A square piece of tin of side 18 cm is to made into a box without top, by cutting a square from each corner and folding up the flaps to form the box. What should be the side of the square to be cut off so that the volume of the box is the maximum possible?
Let the side of the square to be cut off be x cm. Then, the length and the breadth of the box will be (18 − 2x) cm each and the height of the box is x cm.

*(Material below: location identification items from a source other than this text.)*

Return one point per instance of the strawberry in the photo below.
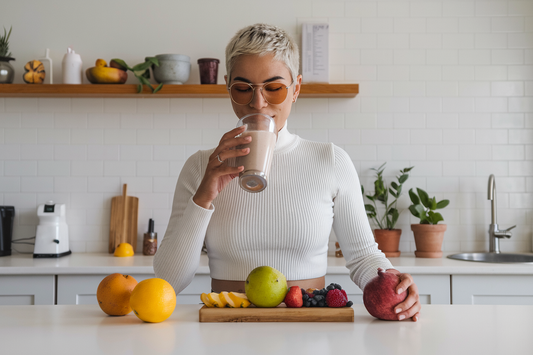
(293, 299)
(336, 298)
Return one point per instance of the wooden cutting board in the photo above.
(277, 314)
(123, 223)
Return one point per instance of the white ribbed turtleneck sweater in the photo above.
(312, 187)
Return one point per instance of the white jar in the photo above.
(72, 68)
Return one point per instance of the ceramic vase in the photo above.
(428, 239)
(388, 241)
(7, 72)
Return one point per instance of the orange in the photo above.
(124, 249)
(113, 294)
(153, 300)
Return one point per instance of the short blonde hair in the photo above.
(261, 39)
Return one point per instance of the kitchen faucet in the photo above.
(494, 233)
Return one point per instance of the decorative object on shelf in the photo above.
(72, 68)
(386, 236)
(102, 74)
(7, 72)
(34, 72)
(173, 69)
(47, 59)
(208, 70)
(428, 234)
(150, 240)
(140, 71)
(338, 251)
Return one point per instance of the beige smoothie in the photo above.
(258, 160)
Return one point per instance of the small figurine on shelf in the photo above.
(34, 72)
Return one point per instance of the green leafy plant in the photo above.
(4, 43)
(423, 207)
(142, 72)
(382, 194)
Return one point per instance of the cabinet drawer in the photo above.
(27, 290)
(492, 289)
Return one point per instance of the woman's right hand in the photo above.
(218, 175)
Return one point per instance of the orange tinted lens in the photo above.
(241, 93)
(275, 93)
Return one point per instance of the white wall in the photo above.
(445, 86)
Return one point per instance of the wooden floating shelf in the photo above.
(168, 91)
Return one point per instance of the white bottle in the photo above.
(71, 65)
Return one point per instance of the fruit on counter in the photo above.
(225, 299)
(336, 298)
(124, 249)
(34, 72)
(265, 287)
(313, 297)
(380, 297)
(113, 294)
(102, 74)
(153, 300)
(293, 299)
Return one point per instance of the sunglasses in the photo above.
(243, 93)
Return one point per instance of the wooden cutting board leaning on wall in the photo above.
(123, 223)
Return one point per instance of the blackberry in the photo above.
(319, 298)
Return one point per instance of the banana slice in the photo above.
(205, 300)
(214, 299)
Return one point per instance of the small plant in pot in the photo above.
(428, 234)
(387, 237)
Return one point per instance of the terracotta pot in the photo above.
(388, 241)
(428, 239)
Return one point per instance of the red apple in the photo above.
(380, 297)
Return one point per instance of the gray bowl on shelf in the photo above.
(173, 69)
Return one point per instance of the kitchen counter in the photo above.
(103, 263)
(442, 329)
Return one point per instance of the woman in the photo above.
(312, 187)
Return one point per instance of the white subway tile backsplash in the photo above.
(119, 168)
(119, 105)
(103, 120)
(53, 168)
(54, 105)
(87, 105)
(20, 168)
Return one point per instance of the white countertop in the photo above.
(103, 263)
(442, 329)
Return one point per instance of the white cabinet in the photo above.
(81, 289)
(432, 289)
(492, 289)
(27, 290)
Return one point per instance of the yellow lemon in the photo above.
(153, 300)
(124, 249)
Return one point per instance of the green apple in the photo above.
(266, 287)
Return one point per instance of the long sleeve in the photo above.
(178, 256)
(351, 225)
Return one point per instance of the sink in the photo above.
(493, 257)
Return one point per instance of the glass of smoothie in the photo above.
(264, 133)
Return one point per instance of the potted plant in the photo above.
(387, 237)
(428, 234)
(7, 72)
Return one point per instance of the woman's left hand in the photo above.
(410, 307)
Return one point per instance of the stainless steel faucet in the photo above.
(494, 233)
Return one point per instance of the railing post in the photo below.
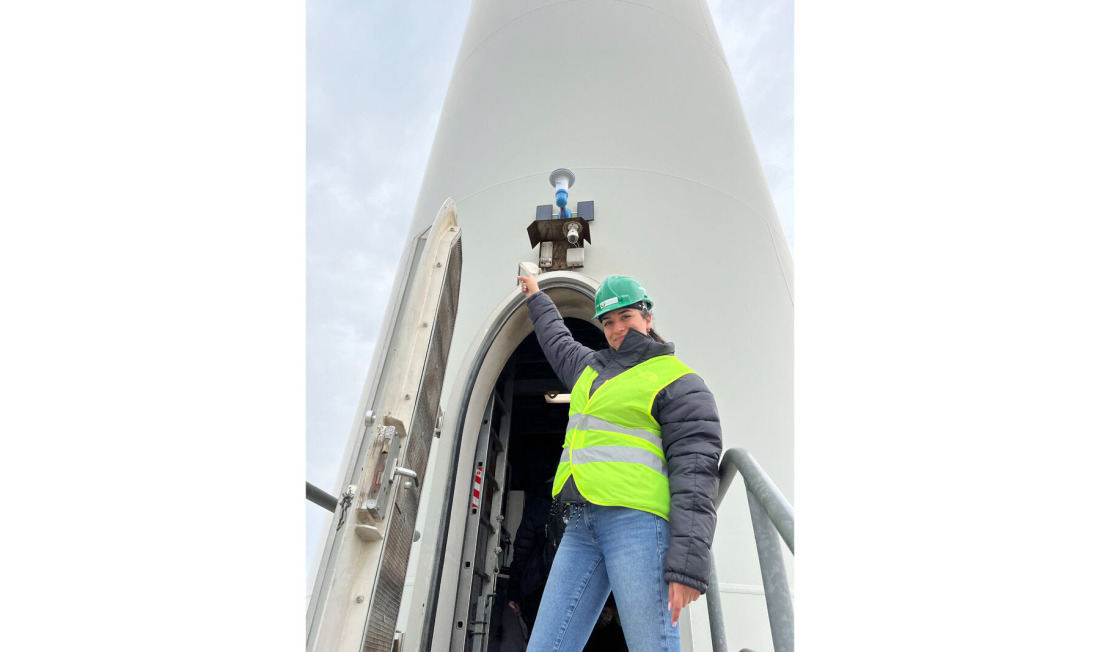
(714, 610)
(776, 590)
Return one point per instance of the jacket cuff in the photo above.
(686, 581)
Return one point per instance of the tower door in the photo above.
(486, 541)
(365, 576)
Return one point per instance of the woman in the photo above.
(639, 472)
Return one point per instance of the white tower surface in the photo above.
(636, 98)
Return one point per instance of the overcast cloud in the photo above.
(376, 76)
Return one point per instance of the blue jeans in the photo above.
(608, 549)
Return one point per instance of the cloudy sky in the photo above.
(376, 77)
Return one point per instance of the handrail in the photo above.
(318, 496)
(770, 512)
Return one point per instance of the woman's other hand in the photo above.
(680, 596)
(528, 285)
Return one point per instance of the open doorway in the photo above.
(517, 453)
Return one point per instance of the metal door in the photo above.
(359, 609)
(484, 543)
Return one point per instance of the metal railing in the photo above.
(772, 517)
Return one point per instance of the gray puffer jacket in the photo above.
(690, 433)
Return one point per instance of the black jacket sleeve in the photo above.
(692, 438)
(567, 356)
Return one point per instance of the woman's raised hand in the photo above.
(528, 285)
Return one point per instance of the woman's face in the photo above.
(617, 322)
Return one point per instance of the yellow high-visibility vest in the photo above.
(613, 444)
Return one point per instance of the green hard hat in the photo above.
(619, 291)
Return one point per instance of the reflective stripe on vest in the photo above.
(613, 444)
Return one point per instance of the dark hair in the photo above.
(645, 309)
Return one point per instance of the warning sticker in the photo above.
(476, 500)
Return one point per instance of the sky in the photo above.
(376, 77)
(154, 264)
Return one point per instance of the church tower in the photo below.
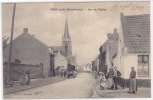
(66, 42)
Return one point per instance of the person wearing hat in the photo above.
(22, 79)
(116, 76)
(132, 85)
(110, 78)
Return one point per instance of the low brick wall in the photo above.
(35, 70)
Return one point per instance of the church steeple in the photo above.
(66, 31)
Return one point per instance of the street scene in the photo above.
(76, 50)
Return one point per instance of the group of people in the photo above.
(24, 78)
(114, 80)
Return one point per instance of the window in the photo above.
(143, 65)
(66, 48)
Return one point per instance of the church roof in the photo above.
(136, 33)
(27, 49)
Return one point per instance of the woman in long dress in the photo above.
(110, 78)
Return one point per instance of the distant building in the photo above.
(29, 51)
(66, 48)
(95, 64)
(108, 51)
(87, 67)
(134, 45)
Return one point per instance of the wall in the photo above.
(35, 70)
(129, 61)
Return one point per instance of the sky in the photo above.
(88, 28)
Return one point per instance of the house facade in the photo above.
(27, 50)
(134, 46)
(108, 51)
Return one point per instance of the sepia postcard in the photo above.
(76, 50)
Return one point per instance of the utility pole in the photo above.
(10, 48)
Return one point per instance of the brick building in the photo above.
(27, 50)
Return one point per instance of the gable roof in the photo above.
(136, 33)
(28, 49)
(113, 44)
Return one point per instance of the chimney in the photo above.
(115, 30)
(109, 35)
(25, 30)
(121, 16)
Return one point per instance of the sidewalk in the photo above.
(122, 93)
(34, 83)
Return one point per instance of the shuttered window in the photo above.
(143, 65)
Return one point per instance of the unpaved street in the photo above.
(80, 87)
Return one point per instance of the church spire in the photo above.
(66, 31)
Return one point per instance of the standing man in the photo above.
(116, 76)
(132, 85)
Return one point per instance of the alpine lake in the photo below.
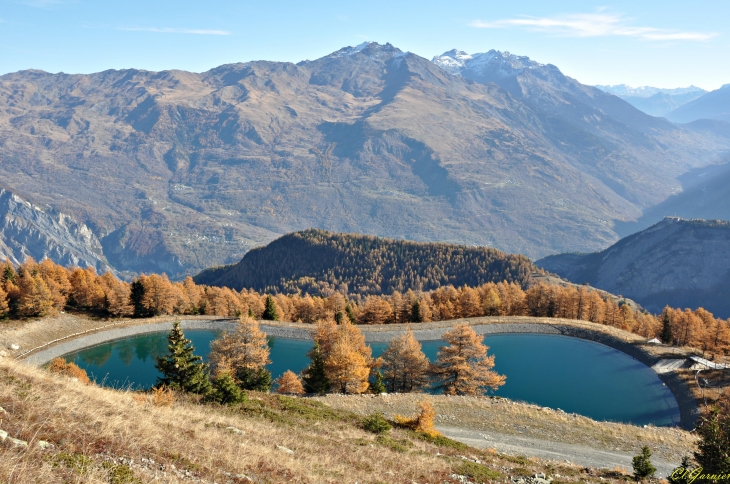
(575, 375)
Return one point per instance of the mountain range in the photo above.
(676, 262)
(653, 100)
(176, 171)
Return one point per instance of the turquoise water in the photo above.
(553, 371)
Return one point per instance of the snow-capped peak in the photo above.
(455, 61)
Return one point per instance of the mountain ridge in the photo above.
(177, 171)
(664, 265)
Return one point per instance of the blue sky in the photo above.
(657, 43)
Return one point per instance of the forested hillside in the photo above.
(320, 262)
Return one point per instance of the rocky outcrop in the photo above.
(27, 230)
(680, 263)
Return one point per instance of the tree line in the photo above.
(39, 289)
(319, 262)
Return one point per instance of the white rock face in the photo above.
(27, 230)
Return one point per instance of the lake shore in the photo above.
(624, 341)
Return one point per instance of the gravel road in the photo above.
(544, 449)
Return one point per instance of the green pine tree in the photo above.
(416, 312)
(713, 448)
(642, 464)
(270, 312)
(225, 391)
(378, 386)
(258, 379)
(136, 297)
(314, 377)
(181, 369)
(666, 335)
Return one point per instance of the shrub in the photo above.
(225, 391)
(162, 396)
(376, 423)
(71, 370)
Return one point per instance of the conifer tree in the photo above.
(463, 367)
(643, 467)
(136, 297)
(314, 377)
(289, 383)
(405, 367)
(4, 306)
(181, 369)
(666, 335)
(225, 391)
(713, 448)
(378, 386)
(270, 311)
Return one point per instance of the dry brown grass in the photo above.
(507, 417)
(108, 436)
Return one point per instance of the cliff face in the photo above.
(680, 263)
(27, 230)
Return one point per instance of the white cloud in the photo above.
(176, 31)
(591, 25)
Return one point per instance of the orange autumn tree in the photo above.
(348, 361)
(289, 383)
(405, 367)
(243, 354)
(463, 367)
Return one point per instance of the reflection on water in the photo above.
(553, 371)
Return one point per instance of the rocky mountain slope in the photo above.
(680, 263)
(27, 230)
(713, 105)
(177, 171)
(653, 100)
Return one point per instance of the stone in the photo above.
(44, 445)
(17, 442)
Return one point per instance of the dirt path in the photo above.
(544, 449)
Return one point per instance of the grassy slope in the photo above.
(103, 435)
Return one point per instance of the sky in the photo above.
(655, 43)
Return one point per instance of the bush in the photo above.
(225, 391)
(376, 423)
(71, 370)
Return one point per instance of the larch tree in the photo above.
(491, 304)
(347, 370)
(405, 367)
(35, 297)
(314, 377)
(463, 367)
(244, 354)
(271, 312)
(181, 368)
(289, 383)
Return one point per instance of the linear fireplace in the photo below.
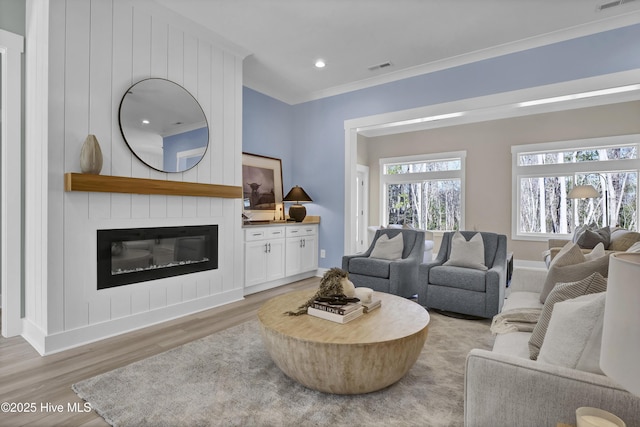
(140, 254)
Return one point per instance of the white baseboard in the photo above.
(528, 263)
(49, 344)
(278, 282)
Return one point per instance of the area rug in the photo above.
(228, 379)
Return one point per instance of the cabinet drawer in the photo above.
(302, 230)
(252, 234)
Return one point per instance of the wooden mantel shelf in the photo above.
(120, 184)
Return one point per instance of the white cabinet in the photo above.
(279, 254)
(264, 255)
(302, 249)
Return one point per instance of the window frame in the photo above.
(407, 178)
(553, 170)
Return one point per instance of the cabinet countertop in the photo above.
(308, 220)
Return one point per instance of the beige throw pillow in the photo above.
(570, 254)
(574, 336)
(590, 238)
(386, 248)
(469, 254)
(563, 291)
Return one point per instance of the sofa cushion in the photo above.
(460, 277)
(621, 240)
(370, 267)
(590, 238)
(563, 291)
(634, 248)
(522, 299)
(468, 254)
(386, 248)
(513, 344)
(570, 265)
(574, 336)
(596, 252)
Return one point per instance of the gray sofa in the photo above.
(466, 290)
(399, 276)
(504, 387)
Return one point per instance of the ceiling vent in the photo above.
(611, 4)
(380, 66)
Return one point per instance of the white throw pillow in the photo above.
(386, 248)
(574, 336)
(469, 254)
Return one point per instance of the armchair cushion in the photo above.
(469, 254)
(388, 248)
(463, 278)
(370, 267)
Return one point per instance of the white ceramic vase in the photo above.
(91, 156)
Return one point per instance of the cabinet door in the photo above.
(309, 254)
(255, 262)
(294, 250)
(275, 259)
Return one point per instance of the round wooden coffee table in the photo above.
(361, 356)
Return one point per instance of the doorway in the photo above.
(362, 207)
(11, 48)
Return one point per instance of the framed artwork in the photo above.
(261, 186)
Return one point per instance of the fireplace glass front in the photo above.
(140, 254)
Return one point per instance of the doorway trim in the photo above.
(473, 110)
(362, 172)
(11, 252)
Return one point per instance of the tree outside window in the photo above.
(424, 192)
(543, 204)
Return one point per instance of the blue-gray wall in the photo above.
(315, 150)
(12, 16)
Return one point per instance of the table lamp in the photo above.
(583, 192)
(297, 195)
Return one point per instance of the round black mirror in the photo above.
(163, 125)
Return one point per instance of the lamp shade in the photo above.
(297, 212)
(583, 192)
(620, 351)
(297, 194)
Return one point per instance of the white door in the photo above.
(362, 207)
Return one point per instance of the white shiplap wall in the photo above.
(97, 49)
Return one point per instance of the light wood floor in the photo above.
(26, 377)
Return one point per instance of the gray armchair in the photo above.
(398, 277)
(466, 290)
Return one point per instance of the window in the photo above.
(425, 192)
(544, 175)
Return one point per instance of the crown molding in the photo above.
(565, 34)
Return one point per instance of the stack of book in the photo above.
(336, 313)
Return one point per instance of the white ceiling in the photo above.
(285, 37)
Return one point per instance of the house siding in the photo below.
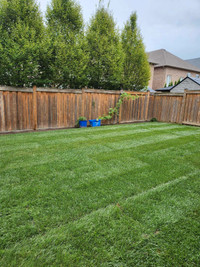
(160, 75)
(186, 84)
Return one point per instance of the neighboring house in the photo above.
(194, 61)
(188, 83)
(169, 68)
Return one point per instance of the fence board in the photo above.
(40, 108)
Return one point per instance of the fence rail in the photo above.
(41, 108)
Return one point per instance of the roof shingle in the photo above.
(164, 58)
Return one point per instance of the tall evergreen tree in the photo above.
(68, 58)
(136, 67)
(21, 36)
(105, 51)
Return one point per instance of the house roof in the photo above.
(168, 89)
(166, 59)
(196, 80)
(194, 61)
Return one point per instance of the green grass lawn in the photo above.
(123, 195)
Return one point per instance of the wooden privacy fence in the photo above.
(178, 108)
(39, 108)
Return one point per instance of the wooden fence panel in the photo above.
(191, 113)
(15, 111)
(167, 107)
(135, 110)
(39, 108)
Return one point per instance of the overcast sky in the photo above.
(170, 24)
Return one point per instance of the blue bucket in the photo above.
(82, 124)
(95, 123)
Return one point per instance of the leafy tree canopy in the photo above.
(136, 73)
(105, 51)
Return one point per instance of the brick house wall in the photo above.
(186, 84)
(161, 73)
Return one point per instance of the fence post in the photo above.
(183, 106)
(147, 107)
(34, 107)
(120, 108)
(2, 112)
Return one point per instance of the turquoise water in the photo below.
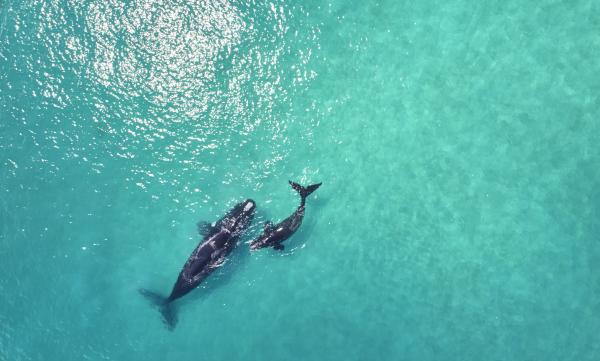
(457, 143)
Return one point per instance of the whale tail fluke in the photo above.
(304, 191)
(166, 309)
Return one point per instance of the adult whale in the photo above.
(274, 235)
(218, 241)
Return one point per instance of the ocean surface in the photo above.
(458, 144)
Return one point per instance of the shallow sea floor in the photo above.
(457, 143)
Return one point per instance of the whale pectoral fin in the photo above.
(268, 226)
(205, 229)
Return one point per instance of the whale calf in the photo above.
(274, 235)
(218, 241)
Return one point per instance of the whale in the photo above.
(219, 239)
(274, 235)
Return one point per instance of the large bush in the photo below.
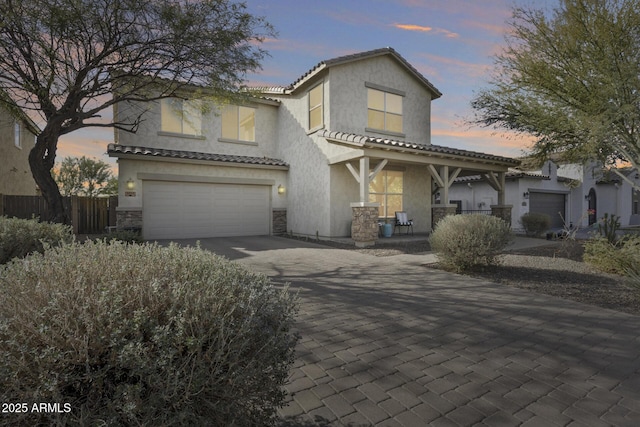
(535, 223)
(622, 257)
(20, 237)
(142, 335)
(466, 241)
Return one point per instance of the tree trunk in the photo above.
(41, 160)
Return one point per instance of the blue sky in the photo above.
(451, 42)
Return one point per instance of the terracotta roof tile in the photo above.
(349, 58)
(115, 150)
(401, 145)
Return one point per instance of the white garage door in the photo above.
(173, 210)
(552, 204)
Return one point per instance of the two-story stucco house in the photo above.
(346, 144)
(17, 137)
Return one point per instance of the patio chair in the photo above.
(402, 221)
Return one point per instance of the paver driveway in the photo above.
(388, 342)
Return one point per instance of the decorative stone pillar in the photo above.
(129, 219)
(364, 223)
(502, 211)
(440, 211)
(279, 222)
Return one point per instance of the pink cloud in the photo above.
(467, 68)
(414, 27)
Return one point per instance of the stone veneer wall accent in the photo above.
(129, 219)
(364, 225)
(502, 211)
(440, 211)
(279, 221)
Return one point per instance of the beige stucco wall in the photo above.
(315, 207)
(349, 98)
(15, 173)
(148, 135)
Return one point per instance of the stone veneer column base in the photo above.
(364, 223)
(129, 219)
(502, 211)
(279, 222)
(440, 211)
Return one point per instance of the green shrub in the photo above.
(143, 335)
(20, 237)
(608, 227)
(535, 223)
(620, 258)
(465, 241)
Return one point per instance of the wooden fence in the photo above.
(89, 215)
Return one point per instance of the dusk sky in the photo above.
(451, 42)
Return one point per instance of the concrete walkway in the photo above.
(389, 342)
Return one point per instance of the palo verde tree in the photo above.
(83, 176)
(71, 61)
(571, 78)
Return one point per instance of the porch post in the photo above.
(501, 210)
(364, 214)
(443, 180)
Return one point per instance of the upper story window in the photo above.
(387, 189)
(239, 123)
(384, 110)
(181, 116)
(16, 135)
(316, 117)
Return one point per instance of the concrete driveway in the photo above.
(389, 342)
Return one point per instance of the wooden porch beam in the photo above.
(377, 169)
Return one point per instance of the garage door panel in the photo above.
(191, 210)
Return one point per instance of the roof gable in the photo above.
(341, 60)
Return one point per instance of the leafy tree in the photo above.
(571, 78)
(70, 60)
(84, 177)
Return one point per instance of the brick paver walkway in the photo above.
(388, 342)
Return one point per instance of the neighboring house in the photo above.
(572, 195)
(17, 138)
(345, 145)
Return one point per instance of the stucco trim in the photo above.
(237, 141)
(203, 179)
(385, 89)
(181, 135)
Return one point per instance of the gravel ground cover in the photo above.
(556, 270)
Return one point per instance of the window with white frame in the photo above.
(387, 189)
(181, 116)
(239, 123)
(16, 135)
(316, 118)
(384, 110)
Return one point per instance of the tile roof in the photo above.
(116, 150)
(402, 145)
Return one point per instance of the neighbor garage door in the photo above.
(173, 210)
(550, 204)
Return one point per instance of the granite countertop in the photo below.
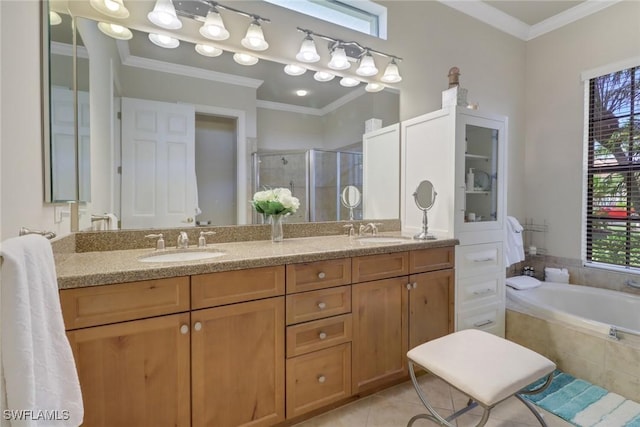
(119, 266)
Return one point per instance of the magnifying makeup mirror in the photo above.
(425, 197)
(351, 199)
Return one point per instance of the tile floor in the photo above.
(394, 407)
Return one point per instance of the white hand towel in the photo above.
(514, 246)
(37, 361)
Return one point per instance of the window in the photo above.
(613, 170)
(359, 15)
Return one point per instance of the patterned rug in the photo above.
(584, 404)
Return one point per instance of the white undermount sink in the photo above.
(382, 239)
(180, 256)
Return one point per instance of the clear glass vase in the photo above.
(276, 228)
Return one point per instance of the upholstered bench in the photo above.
(486, 368)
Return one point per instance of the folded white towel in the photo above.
(37, 361)
(514, 246)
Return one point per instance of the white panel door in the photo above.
(158, 164)
(381, 169)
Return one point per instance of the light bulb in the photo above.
(339, 60)
(367, 66)
(245, 58)
(308, 52)
(213, 27)
(254, 39)
(164, 41)
(294, 70)
(164, 15)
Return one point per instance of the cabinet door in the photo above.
(380, 332)
(135, 373)
(238, 364)
(431, 306)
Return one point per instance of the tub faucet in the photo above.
(183, 240)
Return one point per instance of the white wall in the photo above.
(429, 36)
(553, 171)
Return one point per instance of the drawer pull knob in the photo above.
(483, 323)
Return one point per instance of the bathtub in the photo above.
(590, 333)
(600, 310)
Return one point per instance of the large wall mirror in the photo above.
(177, 139)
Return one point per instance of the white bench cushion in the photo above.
(485, 367)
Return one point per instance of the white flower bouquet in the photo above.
(276, 201)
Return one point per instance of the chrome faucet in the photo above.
(183, 240)
(372, 227)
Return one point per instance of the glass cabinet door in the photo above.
(481, 172)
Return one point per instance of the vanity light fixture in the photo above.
(391, 74)
(213, 27)
(112, 8)
(294, 69)
(367, 66)
(208, 50)
(54, 18)
(164, 41)
(254, 39)
(323, 76)
(115, 31)
(164, 15)
(244, 58)
(349, 82)
(308, 52)
(339, 60)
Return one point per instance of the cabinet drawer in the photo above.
(431, 259)
(318, 275)
(479, 259)
(374, 267)
(489, 318)
(227, 287)
(484, 289)
(100, 305)
(318, 304)
(316, 379)
(319, 334)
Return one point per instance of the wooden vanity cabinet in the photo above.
(132, 372)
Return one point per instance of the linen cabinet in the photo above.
(463, 153)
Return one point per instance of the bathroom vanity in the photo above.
(265, 335)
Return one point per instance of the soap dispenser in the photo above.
(470, 180)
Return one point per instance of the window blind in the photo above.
(613, 169)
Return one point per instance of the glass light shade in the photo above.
(112, 8)
(294, 70)
(54, 18)
(367, 66)
(245, 58)
(254, 39)
(164, 41)
(213, 27)
(374, 87)
(164, 15)
(308, 52)
(116, 31)
(208, 50)
(339, 60)
(323, 76)
(391, 74)
(349, 82)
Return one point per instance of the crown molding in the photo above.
(183, 70)
(504, 22)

Therefore, the volume V(x) of the box is given by,
$V(x)=x(18-2 x)^{2}$
$\begin{aligned} \therefore V^{\prime}(x) &=(18-2 x)^{2}-4 x(18-2 x) \\ &=(18-2 x)[18-2 x-4 x] \\ &=(18-2 x)(18-6 x) \\ &=6 \times 2(9-x)(3-x) \\ &=12(9-x)(3-x) \end{aligned}$
And, $V^{\prime \prime}(x)=12[-(9-x)-(3-x)]$
$=-12(9-x+3-x)$
$=-12(12-2 x)$
$=-24(6-x)$
Now, $V^{\prime}(x)=0 \Rightarrow x=9$ or $x=3$
If x = 9, then the length and the breadth will become 0.
x ≠ 9.
$\Rightarrow x=3$
By second derivative test, x = 3 is the point of maxima of V.
Hence, if we remove a square of side 3 cm from each corner of the square tin and make a box from the remaining sheet, then the volume of the box obtained is the largest possible.